La historia de estas reliquias añade una capa de misterio y reverencia a su presencia. Se cree que el manto de San José y el velo de la Virgen María permanecieron ocultos durante más de 1.600 años en la Basílica de Sant’Anastasia, un antiguo templo cerca del majestuoso Circo Máximo en Roma. Según la tradición, estas reliquias fueron traídas a la Ciudad Eterna en el siglo IV por San Jerónimo, uno de los Padres de la Iglesia más influyentes, conocido por su traducción de la Biblia al latín (la Vulgata). Su traslado y posterior resguardo realzan el significado de estas piezas como tesoros de la cristiandad, testigos silenciosos de los albores de la fe.

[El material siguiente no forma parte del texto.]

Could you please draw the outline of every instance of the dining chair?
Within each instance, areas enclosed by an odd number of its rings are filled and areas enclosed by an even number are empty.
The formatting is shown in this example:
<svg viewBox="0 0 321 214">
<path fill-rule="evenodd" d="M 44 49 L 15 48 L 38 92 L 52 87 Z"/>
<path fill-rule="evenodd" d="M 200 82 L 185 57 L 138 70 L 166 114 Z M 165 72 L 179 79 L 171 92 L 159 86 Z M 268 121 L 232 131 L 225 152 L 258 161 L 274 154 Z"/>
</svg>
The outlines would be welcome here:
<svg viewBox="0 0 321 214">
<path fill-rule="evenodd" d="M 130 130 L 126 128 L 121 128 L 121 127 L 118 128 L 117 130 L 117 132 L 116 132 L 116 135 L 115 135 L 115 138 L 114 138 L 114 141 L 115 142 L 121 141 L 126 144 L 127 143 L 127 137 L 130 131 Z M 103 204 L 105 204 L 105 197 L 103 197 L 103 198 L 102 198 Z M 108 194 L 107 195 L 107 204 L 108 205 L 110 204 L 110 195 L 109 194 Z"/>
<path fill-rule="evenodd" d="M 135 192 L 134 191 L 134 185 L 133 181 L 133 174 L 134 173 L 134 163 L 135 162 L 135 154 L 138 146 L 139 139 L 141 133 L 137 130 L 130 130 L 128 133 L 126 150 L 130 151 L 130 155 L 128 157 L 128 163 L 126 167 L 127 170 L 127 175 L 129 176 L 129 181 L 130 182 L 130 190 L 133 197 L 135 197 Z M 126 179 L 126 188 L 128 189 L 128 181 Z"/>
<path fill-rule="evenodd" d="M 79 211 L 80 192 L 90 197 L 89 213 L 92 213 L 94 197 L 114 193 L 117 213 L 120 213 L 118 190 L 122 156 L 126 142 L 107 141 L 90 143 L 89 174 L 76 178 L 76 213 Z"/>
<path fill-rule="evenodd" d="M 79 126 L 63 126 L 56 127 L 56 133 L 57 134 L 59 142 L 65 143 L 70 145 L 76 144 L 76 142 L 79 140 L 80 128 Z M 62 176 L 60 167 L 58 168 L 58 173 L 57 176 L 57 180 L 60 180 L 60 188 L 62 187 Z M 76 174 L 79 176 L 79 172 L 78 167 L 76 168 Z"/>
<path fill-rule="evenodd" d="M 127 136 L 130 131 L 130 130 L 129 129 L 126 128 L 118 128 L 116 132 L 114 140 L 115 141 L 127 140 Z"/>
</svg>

La devoción a San José se manifiesta de diversas maneras y tiene un impacto profundo en la vida de los creyentes. Un claro ejemplo de esta conexión personal es la experiencia de visitantes como Gina Pribaz, quien viajó desde Estados Unidos para participar en las festividades. Su historia personal, marcada por la intercesión de San José durante una dificultad en el nacimiento de su primera hija, cuya fecha de nacimiento coincidió con la festividad del santo, es un testimonio de la fe viva. Para ella, la veneración de la reliquia del manto no fue solo un acto ceremonial, sino una experiencia emotiva que le permitió sentirse más cercana al hombre real que con amor guio y protegió a la Sagrada Familia, y que ahora se percibe como un protector para las familias contemporáneas.
Esta profunda veneración por San José se extiende más allá de los confines de Roma y la experiencia personal. La devoción de la “Santa Manta”, por ejemplo, ha ganado popularidad globalmente. Esta práctica consiste en 30 días de oración que incluyen el rezo de la Letanía de San José, y cada día simboliza un año de la vida oculta de Jesús antes del inicio de su ministerio público, vivida bajo la protección y el cuidado paternal de San José. Esta devoción subraya la imagen de San José como un pilar fundamental en la vida de Jesús y la Virgen María, y como un poderoso intercesor para los fieles en todo el mundo.
En resumen, la reciente celebración de la solemnidad de San José en Roma fue una vívida demostración de la fe católica y la perenne devoción a una de sus figuras más queridas. Desde la solemne procesión y las múltiples Misas, hasta la veneración de reliquias milenarias y la participación comunitaria, los eventos reafirmaron el papel central de San José como modelo de paternidad, protector y guía espiritual. La vitalidad de estas tradiciones asegura que la figura de San José continuará inspirando y congregando a fieles de todas las latitudes en el futuro, manteniendo viva una herencia de fe que perdura a través de los siglos.